WASHINGTON -- After serving the eastern side of D.C. for 158 years, Providence Hospital officially closed Tuesday, April 30.
People living in the surrounding neighborhood say they're worried how far they'll have to go for emergency services now.
When patients call Providence Hospital now, they'll hear the following message: "Thank you for calling Providence Hospital. Providence Hospital is now closed."
That unwelcome message is coupled with the unwelcome sight of the word "Hospital" missing from the building bearing the word "Providence".
Folks like Rickey Evans, who has lived in a house around the corner from the hospital for 20 years counted on Providence for emergencies.
“I get little abscesses you know I’m on back where with my doctor, I had to wait for an appointment day, but I couldn’t wait, so I use them as backup since I’m nearby," said Evans.
A neighbor on a parallel street, Phillip Lee, who has lived in his house for 10 years but in D.C. for his entire life, asks: "Why are they eliminating hospitals in Washington, D.C.?"
Ascension, Providence Hospital's parent company, said the company is working on transforming the center for neighbors and issued the following statement:
Providence Health System, today as planned, will no longer operate its hospital and emergency care center as it transitions from providing hospital services to delivering care that aligns with community needs and improves health outcomes.

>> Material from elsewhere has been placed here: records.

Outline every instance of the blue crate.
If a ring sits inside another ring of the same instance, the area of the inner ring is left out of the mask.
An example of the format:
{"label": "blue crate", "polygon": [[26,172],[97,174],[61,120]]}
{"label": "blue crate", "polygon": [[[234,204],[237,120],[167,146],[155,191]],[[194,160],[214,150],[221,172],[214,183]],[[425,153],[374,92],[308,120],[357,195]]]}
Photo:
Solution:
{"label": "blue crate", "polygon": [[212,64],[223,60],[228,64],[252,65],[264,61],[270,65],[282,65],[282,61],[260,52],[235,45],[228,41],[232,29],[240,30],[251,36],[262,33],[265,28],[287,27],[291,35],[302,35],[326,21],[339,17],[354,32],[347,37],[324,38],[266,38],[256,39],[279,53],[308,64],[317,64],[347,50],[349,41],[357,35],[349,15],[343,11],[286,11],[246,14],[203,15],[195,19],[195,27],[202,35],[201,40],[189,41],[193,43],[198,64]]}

Providence is re-investing and redeploying its resources from hospital-based care to primary, and community-based services with a continued commitment to the residents of the District of Columbia, including working cooperatively with DC Health’s State Health Planning and Development Agency (SHPDA) on the Certificate of Need review process for an urgent care center coming soon. Providence is continuing to operate primary care services, skilled nursing care at Carroll Manor, outpatient behavioral health, care coordination for Medicaid beneficiaries through the My Health GPS program, a working retail pharmacy and access to free medications to those who need it most.
The District’s recent Community Health Needs Assessment and the DC Health Systems Plan found that the top health concerns of area residents included: managing chronic disease, caring for an aging population, and increasing access to mental and behavioral health services.
“Providence is excited to build upon our healthy village vision to create a community of healthcare and non-healthcare partners supporting the whole person and every facet of their well-being,” said Tamarah Duperval-Brownlee, MD, MPH, MBA, President and Chief Executive Officer of Providence Health System. “We look forward to continuing to focus on improving the health of the District by providing the holistic resources supporting mind, body and spirit that helps our community live fulfilling, healthy lives.”
The healthy village’s goal is to help D.C.’s elderly population access the physical and mental health services they need – all in one place – while providing an opportunity for social, emotional and spiritual growth.
Meanwhile, neighbors like the elderly woman who approached Phillip Lee Wednesday afternoon as he was working in his yard, have to go elsewhere.
“She just walked up the street. She said, I’m not feeling good," said Lee. "I live in the neighborhood. I used to go over to the hospital, to the emergency. She can’t do that, so now she’s over to Washington Hospital Center, and that’s where she went. And I’m saying, that’s ridiculous.”
The nearest hospitals are Washington Hospital Center, which is about a 12 minute drive away, or Howard University Hospital, which is about a 20 minute drive.
Neighbors say that can be a challenging commute for the elderly or people without cars.
"I think it will put a lot of people in jeopardy who you know don’t have standard healthcare," said Evans.
“You’re hurting people. You’re really hurting people. You’re messing with people’s lives, and you can’t do that. You really can’t do that," said Lee.
WUSA 9 reached out to Washington Hospital Center to see if they're anticipating or already feeling an impact of the closure -- and are waiting to hear back.